Study Suggests New Approach to Improve Radiation Therapy Resistance in Glioblastoma

Many modern cancer drugs target a specific genetic mutation that is driving particular cancer’s runaway growth and division — such as the HER-2 protein in some breast cancers or EGFR in certain lung cancers.

But this strategy hasn’t worked well against glioblastoma, an aggressive form of brain cancer, which is known for having multiple mutations that differ from region to region and cell to cell within a single tumor.

Now research led by the University of Michigan Rogel Cancer Center has hit upon a new approach: Make radiation therapy more effective for glioblastoma patients by targeting a critical metabolic pathway and disrupting its ability to repair the DNA damage caused by the radiation.

As it turns out, the Food and Drug Administration has already approved a drug that can inhibit this pathway, which makes biological building blocks known as purines. Starting with an existing drug lowers the barriers to launch a clinical trial to test the strategy’s effectiveness in glioblastoma patients, the researchers note. The team’s findings appear in Nature Communications.

“Radiation therapy is a key treatment for nearly every patient with glioblastoma, and resistance to radiation leads to a recurrence of cancer. So, finding new ways to overcome this resistance could help improve outcomes for many patients,” says senior study author Daniel Wahl, M.D, Ph.D., a radiation oncologist and researcher at Michigan Medicine. “And because of the variety of genetic alterations seen in glioblastoma, we wanted to find a way to overcome this resistance that would work across genotypes.”

New treatments for glioblastoma are sorely needed. Fewer than 5% of glioblastoma patients live more than five years after being diagnosed, and recurrence after the first round of treatment is almost inevitable.
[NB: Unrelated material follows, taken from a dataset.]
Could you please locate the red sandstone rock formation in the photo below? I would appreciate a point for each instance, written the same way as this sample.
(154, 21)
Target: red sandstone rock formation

Wahl and co-author Yoshie Umemura, M.D., an assistant professor of neurology, are launching a research study in human patients based on the team’s research, which will start enrolling patients soon.

Why are some cells resistant to radiation?

“What’s the relationship between glioblastoma metabolism and resistance to radiation therapy? — that’s the central question we started with,” Wahl says. “Our measurements allowed us to ask which metabolites correlate with radiation resistance? That is, if cells live after radiation treatment, do they have more of any particular metabolites?”

They began by examining the characteristics of 23 glioblastoma cell lines, Wahl explains, looking at the metabolites produced by each cell line and measuring how resistant each was to radiation.

The group found that the cell lines that were more resistant to radiation treatment also had higher levels of purines — biological compounds that are known as the building blocks of DNA and RNA, and that can also activate signaling pathways.

“This was very exciting because lots of different genetic mutations that occur in glioblastoma lead to this purine pathway being activated,” Wahl says.

This suggested that they might be able to target the downstream effect of multiple genetic mutations.

“We hypothesized that targeting this metabolic activity might work across tumor cells with different types of mutations — instead of just whatever fraction of cells has that one particular genetic aberration you might go after with a mutation-targeting therapy.”

Once the researchers discovered the correlation between high levels of purines and radiation resistance, they set out to demonstrate whether the metabolic changes actually caused the radiation to be less effective.

“We gave cells more purines. It made them more resistant,” Wahl says. “We took away purines. It made them more sensitive to radiation. And we found it was doing this by affecting the cells’ ability to repair radiation-induced DNA damage.”

Moving from the lab toward the clinic

To better understand whether targeting purine metabolism might help overcome resistance to radiation therapy in patients, the team used mouse models of glioblastoma with tumors grown from human patients’ cells.

They gave the mice a drug called mycophenolate mofetil, or MMF, which blocks purine biosynthesis and which has been approved for the treatment of organ transplant rejection since 2000.

Tumor growth was moderately slowed down in mice who received radiation therapy alone or MMF alone, but almost totally halted in the mice who received both, Wahl explains. The benefits of MMF were similar whether animal tumors were grown in the brains of the mice or elsewhere in their bodies, demonstrating the drug’s ability to effectively penetrate the blood-brain barrier — which is critical for treating brain cancer patients.

“Since the FDA has already found the drug to be safe enough to use in patients for one purpose, it makes it easier to set up a clinical trial aimed at a second disease,” he says.

Ultimately, Wahl adds, the research was made possible by the collaborative, multidisciplinary environment at U-M — where clinicians and researchers with expertise in glioblastoma can team up with others who specialize in cancer metabolism, data modeling and launching new clinical trials.

“None of this happens without all these different teams sharing knowledge, models, methods and enthusiasm for making a difference in the lives of patients,” he says.